É triste ver motoristas que desrespeitam os pedestres quando estes atravessam sobre a faixa de travessia de pedestres. É triste, também, ver ciclistas e motociclistas desrespeitando os pedestres que atravessam sobre a faixa de travessia de pedestres. Mesmo que não haja a faixa de travessia de pedestres, mas algum pedestre esteja atravessando a via, também é triste ver que condutores motorizados lançam seus veículos diante de pedestre numa demonstração bárbara de crueldade.
O pedestre é fraco, pois é um ser humano. Qualquer pancada por menor que seja gera hematoma e até fratura. Os condutores de caminhões, carros e ônibus estão protegidos pela lataria dos veículos, porém o pedestre não. O motociclista tem uma proteção: capacete; o pedestre, nada.

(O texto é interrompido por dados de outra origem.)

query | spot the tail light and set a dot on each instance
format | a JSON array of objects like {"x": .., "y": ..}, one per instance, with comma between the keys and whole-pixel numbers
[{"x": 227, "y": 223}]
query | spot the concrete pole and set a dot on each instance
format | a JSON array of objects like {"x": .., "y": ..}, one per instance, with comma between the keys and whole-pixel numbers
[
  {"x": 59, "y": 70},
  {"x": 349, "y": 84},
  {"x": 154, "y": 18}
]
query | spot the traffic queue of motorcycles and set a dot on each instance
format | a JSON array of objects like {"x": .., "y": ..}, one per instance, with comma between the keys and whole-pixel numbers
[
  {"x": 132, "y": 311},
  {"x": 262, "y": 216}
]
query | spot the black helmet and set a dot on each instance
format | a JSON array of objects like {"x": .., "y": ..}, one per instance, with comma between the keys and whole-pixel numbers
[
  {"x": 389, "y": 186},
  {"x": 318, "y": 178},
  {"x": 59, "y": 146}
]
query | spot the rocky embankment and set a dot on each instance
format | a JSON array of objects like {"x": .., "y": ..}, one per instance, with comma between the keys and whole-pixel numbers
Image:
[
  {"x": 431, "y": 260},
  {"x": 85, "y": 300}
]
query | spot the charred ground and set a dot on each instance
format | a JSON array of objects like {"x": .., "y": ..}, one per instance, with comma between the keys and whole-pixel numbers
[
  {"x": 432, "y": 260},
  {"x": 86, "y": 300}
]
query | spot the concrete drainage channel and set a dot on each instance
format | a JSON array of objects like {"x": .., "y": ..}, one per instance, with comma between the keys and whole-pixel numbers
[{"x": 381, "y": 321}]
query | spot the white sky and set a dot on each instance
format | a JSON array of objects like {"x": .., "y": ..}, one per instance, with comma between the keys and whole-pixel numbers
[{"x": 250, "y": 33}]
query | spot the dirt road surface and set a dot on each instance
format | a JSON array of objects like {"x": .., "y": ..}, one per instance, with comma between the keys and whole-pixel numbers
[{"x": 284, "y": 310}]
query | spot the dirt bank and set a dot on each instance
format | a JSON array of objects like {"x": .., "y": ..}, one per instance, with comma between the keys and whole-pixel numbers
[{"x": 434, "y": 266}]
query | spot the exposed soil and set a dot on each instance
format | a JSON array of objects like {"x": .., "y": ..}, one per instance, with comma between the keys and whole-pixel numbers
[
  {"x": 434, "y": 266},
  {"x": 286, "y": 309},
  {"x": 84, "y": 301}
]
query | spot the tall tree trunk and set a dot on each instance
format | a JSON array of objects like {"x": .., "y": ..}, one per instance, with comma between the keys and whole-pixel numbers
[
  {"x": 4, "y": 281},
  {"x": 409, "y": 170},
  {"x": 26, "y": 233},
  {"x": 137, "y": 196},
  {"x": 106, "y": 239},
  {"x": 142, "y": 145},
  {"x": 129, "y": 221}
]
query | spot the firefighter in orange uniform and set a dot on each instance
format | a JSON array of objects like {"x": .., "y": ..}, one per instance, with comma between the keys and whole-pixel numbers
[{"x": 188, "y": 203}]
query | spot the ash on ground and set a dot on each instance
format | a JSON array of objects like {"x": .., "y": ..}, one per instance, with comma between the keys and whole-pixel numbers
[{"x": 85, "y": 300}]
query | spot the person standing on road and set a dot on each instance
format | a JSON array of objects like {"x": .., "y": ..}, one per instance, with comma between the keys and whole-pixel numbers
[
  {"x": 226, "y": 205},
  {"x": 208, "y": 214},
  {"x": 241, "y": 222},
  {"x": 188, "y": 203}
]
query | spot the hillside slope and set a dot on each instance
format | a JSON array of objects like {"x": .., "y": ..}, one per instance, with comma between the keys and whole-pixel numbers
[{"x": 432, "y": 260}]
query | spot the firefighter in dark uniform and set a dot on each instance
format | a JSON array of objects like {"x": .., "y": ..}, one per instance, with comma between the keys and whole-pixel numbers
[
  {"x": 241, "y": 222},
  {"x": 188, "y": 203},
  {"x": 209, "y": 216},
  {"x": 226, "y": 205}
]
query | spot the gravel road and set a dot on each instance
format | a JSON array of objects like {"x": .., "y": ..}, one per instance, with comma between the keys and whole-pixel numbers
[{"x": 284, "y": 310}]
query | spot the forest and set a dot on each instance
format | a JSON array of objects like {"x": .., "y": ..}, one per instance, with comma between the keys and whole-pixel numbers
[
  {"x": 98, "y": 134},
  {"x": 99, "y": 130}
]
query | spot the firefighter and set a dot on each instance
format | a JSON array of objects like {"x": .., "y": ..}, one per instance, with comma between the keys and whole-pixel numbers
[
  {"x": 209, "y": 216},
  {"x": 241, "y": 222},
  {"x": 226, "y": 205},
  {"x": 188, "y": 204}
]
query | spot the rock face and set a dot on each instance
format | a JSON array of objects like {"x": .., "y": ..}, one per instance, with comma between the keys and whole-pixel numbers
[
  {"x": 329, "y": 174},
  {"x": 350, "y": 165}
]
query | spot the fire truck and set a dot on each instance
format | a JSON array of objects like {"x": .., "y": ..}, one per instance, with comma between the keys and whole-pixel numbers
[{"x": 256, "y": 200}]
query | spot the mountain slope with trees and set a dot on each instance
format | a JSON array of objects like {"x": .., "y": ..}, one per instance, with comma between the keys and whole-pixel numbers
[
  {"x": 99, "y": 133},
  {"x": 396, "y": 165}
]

Muitos condutores motorizados ou não motorizados se esquecem de que em certo momento também serão pedestres. O ser humano age civilizadamente por padrões culturais ou quando há uma modificação de personalidade onde não espera cortesias para ser cortês. É uma mudança íntima sem qualquer ideia de recebimento de agrado, mas o puro estado de respeito à vida humana. Porém não são todos os seres humanos que conseguem atingir esse estágio de plenitude. Infelizmente muitos seres humanos precisam de cortesia para serem corteses. Pode-se dizer que a civilização vive de convenções, e estas convenções criaram vernizes de condutas diante da fera troglodita que ainda impera em cada ser humano. Somente com a conscientização de que a postura de respeito à vida e ao próximo, sem esperar correspondências de outros indivíduos, é que gerará melhores convívios entre os seres humanos. Como ainda não há tal conscientização plena é de se esperar que haja correspondências similares de “olho por olho, e dente por dente”, ou seja, se não há respeito, por que devo respeitar?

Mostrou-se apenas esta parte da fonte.